Global patterns of subgenome evolution in organelle-targeted genes of six allotetraploid angiosperms

Whole-genome duplications (WGDs), in which the number of nuclear genome copies is elevated as a result of autopolyploidy or allopolyploidy, are a prominent process of diversification in eukaryotes. The genetic and evolutionary forces that WGD imposes upon cytoplasmic genomes are not well understood, despite the central role that cytonuclear interactions play in eukaryotic function and fitness. Cellular respiration and photosynthesis depend upon successful interaction between the 3000+ nuclear-encoded proteins destined for the mitochondria or plastids and the gene products of cytoplasmic genomes in multi-subunit complexes such as OXPHOS, organellar ribosomes, Photosystems I and II, and Rubisco. Allopolyploids are thus faced with the critical task of coordinating interactions between nuclear and cytoplasmic genes that were inherited from different species. Because cytoplasmic genomes share a more recent history of common descent with the maternal nuclear subgenome than the paternal subgenome, evolutionary "mismatches" between the paternal subgenome and the cytoplasmic genomes in allopolyploids might lead to accelerated rates of evolution in the paternal homoeologs of allopolyploids, either through relaxed purifying selection or strong directional selection to rectify these mismatches. We tested this hypothesis in maternal vs. paternal copies of organelle-targeted genes in six allotetraploids: Brachypodium hybridum, Chenopodium quinoa, Coffea arabica, Gossypium hirsutum, Nicotiana tabacum, and Triticum dicoccoides.
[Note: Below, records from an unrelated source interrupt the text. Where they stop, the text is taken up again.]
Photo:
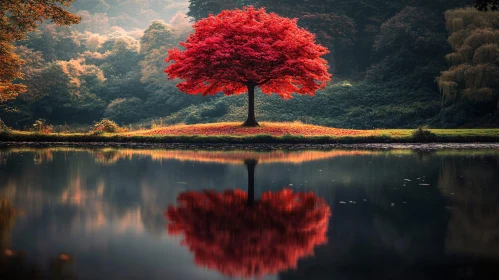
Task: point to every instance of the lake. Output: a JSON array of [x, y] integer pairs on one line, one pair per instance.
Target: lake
[[163, 213]]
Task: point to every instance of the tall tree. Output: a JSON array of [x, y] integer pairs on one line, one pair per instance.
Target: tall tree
[[474, 72], [17, 17], [239, 50]]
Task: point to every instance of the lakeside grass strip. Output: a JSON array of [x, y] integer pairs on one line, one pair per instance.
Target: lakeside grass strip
[[282, 133]]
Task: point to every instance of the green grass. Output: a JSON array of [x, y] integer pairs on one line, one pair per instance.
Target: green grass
[[378, 136]]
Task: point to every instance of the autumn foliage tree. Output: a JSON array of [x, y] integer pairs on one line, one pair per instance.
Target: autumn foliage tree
[[239, 50], [18, 17]]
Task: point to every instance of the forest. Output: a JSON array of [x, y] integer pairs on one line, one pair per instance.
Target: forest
[[395, 64]]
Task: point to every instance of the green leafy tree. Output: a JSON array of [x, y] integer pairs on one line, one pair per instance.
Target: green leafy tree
[[474, 72]]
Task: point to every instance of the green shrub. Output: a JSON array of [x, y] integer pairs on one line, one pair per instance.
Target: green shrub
[[40, 126], [423, 134], [4, 128], [106, 126]]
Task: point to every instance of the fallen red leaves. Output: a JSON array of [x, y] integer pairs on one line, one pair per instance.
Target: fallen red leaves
[[235, 129]]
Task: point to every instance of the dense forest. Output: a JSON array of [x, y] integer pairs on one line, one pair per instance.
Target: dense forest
[[398, 63]]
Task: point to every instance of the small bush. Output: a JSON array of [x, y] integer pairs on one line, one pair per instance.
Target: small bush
[[40, 126], [4, 128], [106, 126], [423, 134]]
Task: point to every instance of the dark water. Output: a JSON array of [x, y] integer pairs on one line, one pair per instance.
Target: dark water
[[75, 213]]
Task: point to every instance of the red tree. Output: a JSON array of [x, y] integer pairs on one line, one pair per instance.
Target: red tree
[[228, 235], [239, 50]]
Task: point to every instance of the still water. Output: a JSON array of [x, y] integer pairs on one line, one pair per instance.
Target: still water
[[105, 213]]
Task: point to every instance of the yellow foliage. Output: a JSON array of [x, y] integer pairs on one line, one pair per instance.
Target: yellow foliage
[[474, 74], [486, 54]]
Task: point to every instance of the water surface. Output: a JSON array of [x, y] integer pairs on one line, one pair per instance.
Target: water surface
[[99, 213]]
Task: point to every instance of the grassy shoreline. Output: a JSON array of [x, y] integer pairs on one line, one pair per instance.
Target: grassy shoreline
[[381, 136]]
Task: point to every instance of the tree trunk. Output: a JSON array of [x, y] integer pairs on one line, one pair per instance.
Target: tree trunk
[[250, 165], [251, 121]]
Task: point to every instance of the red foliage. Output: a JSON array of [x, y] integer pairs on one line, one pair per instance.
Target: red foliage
[[274, 129], [241, 48], [241, 241]]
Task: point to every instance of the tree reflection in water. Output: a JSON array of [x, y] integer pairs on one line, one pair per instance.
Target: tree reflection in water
[[16, 264], [239, 236]]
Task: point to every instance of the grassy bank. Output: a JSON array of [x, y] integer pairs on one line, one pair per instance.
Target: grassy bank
[[267, 133]]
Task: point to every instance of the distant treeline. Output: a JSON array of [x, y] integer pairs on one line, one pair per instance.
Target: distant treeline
[[407, 63]]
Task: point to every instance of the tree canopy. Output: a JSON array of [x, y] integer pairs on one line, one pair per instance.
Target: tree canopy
[[17, 18], [240, 49]]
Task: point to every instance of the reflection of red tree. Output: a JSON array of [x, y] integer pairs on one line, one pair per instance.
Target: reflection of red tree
[[269, 236]]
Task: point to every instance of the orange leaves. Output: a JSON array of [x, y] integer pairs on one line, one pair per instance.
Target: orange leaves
[[274, 129], [17, 18], [249, 46], [240, 241]]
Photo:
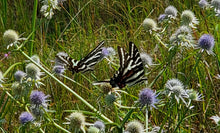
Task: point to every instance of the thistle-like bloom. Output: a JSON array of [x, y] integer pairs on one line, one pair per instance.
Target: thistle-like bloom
[[38, 98], [19, 75], [76, 120], [216, 119], [206, 42], [25, 117], [149, 24], [134, 127], [146, 59], [100, 125], [48, 7], [148, 98], [183, 37], [110, 99], [188, 18], [171, 12], [10, 37], [203, 4], [33, 71], [194, 95], [175, 87], [59, 70], [161, 17]]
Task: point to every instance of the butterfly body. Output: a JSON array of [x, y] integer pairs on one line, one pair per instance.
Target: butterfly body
[[85, 64], [131, 69]]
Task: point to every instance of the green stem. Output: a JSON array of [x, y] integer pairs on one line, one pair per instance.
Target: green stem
[[69, 89], [34, 17], [146, 121]]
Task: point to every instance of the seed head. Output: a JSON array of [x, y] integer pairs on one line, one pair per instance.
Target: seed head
[[206, 42], [147, 98], [171, 11], [25, 117], [38, 98], [19, 75], [149, 24], [134, 127], [10, 36]]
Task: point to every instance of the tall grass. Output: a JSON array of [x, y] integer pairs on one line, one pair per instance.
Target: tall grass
[[76, 29]]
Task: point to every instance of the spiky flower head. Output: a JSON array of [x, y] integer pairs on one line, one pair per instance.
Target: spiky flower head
[[38, 98], [161, 17], [100, 125], [76, 120], [175, 87], [146, 59], [206, 42], [59, 70], [149, 24], [215, 4], [93, 130], [25, 117], [134, 127], [36, 58], [33, 71], [183, 37], [216, 119], [10, 36], [203, 3], [188, 18], [110, 99], [147, 98], [19, 75], [194, 95], [171, 12]]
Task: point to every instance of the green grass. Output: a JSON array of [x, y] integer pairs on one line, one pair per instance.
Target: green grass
[[78, 28]]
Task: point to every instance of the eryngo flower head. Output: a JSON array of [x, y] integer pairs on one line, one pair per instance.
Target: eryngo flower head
[[203, 3], [148, 98], [19, 75], [110, 99], [100, 125], [161, 17], [59, 70], [134, 127], [194, 95], [36, 58], [188, 18], [149, 24], [33, 71], [183, 37], [76, 120], [175, 88], [216, 119], [38, 98], [206, 42], [171, 12], [215, 4], [146, 59], [25, 117]]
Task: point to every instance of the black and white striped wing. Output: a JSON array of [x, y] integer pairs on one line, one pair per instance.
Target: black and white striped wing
[[88, 62], [131, 69], [85, 64]]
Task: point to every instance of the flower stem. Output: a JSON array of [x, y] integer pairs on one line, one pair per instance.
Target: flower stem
[[69, 89]]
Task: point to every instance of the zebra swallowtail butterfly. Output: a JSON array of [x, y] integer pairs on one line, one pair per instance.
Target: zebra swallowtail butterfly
[[131, 70], [85, 64]]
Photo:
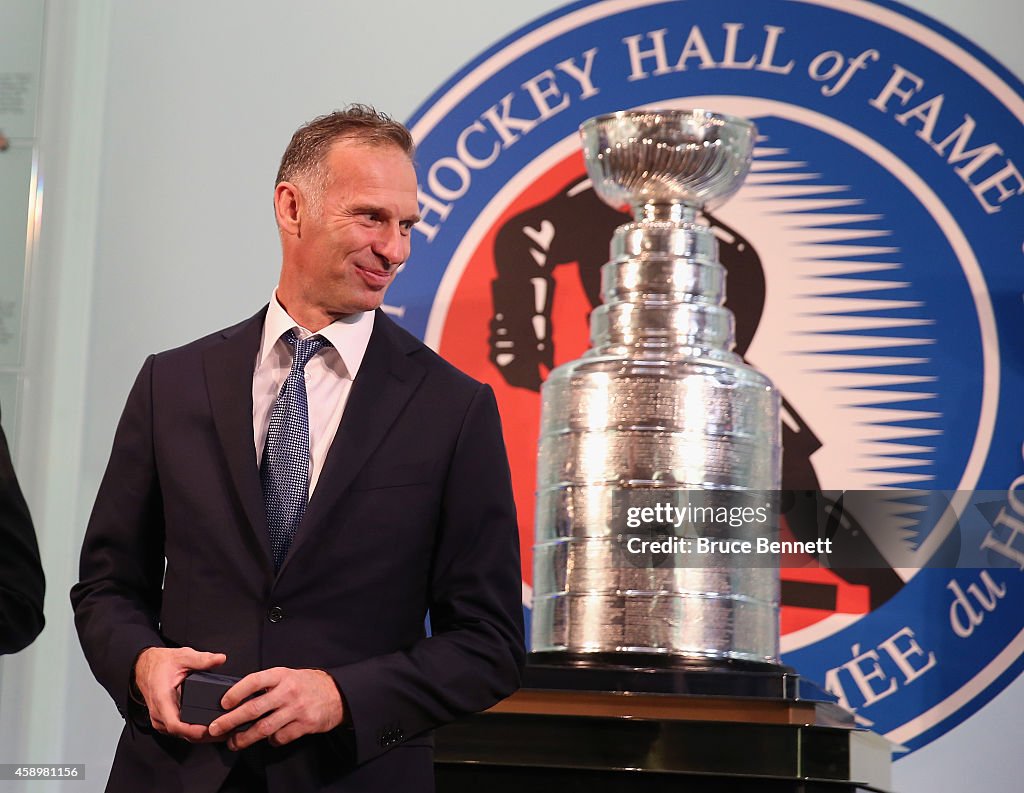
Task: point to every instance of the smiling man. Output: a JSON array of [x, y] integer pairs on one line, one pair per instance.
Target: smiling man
[[285, 502]]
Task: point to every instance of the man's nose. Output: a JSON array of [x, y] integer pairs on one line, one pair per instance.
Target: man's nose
[[391, 245]]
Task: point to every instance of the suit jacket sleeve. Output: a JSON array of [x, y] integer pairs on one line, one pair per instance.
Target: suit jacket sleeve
[[475, 652], [122, 562], [22, 582]]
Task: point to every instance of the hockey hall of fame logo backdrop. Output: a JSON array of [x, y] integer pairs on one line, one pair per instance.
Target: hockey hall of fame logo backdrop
[[875, 266]]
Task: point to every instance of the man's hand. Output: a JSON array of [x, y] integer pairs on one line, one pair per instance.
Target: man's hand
[[290, 703], [159, 672]]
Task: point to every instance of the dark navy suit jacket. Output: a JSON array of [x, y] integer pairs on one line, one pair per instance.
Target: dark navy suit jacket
[[22, 583], [413, 512]]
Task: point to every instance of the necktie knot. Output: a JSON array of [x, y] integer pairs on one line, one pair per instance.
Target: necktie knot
[[304, 348]]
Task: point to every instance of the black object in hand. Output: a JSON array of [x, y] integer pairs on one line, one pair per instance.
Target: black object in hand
[[201, 695]]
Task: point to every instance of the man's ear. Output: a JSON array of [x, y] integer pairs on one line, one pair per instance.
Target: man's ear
[[288, 206]]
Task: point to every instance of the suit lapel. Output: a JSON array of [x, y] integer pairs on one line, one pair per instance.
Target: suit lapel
[[228, 367], [386, 381]]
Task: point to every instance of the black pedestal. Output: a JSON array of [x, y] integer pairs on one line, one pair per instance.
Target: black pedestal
[[608, 726]]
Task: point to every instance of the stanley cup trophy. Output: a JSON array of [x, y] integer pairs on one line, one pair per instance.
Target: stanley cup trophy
[[658, 414], [655, 668]]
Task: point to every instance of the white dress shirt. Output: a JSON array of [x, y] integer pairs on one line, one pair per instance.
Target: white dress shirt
[[329, 377]]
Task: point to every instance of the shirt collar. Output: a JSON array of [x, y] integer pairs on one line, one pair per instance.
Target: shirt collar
[[349, 335]]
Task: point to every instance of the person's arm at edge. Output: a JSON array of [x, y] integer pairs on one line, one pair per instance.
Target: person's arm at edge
[[117, 599], [475, 654], [22, 581]]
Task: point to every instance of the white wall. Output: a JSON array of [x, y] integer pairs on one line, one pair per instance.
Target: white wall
[[162, 126]]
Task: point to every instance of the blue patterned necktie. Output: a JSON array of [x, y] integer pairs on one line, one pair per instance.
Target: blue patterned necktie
[[285, 468]]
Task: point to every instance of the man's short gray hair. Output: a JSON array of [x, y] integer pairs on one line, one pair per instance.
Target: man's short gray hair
[[305, 158]]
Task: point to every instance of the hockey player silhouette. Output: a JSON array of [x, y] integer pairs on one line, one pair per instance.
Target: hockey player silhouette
[[573, 227]]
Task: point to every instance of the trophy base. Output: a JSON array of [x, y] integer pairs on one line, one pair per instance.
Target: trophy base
[[656, 673]]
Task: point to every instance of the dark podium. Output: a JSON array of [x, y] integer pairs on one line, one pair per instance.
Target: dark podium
[[604, 727]]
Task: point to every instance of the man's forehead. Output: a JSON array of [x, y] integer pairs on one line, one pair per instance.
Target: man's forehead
[[350, 148]]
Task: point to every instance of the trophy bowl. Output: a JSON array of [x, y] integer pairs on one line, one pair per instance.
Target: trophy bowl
[[658, 157]]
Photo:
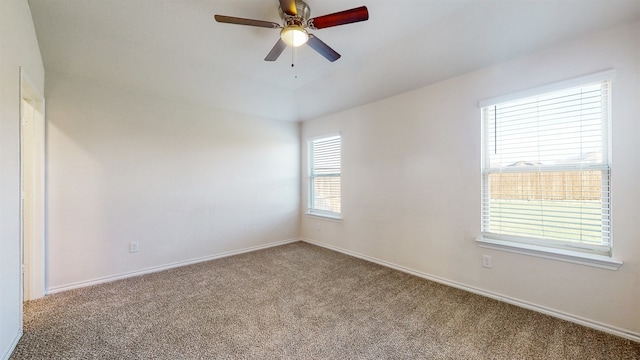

We report evidence that allopolyploid subgenomes exhibit unequal rates of protein-sequence evolution, but we did not observe global effects of cytonuclear incompatibilities on paternal homoeologs of organelle-targeted genes. Analyses of gene content revealed mixed evidence for whether organelle-targeted genes re-diploidize more rapidly than non-organelle-targeted genes. Together, these global analyses provide insights into the complex evolutionary dynamics of allopolyploids, showing that allopolyploid subgenomes have separate evolutionary trajectories despite sharing the same nucleus, generation time, and ecological context.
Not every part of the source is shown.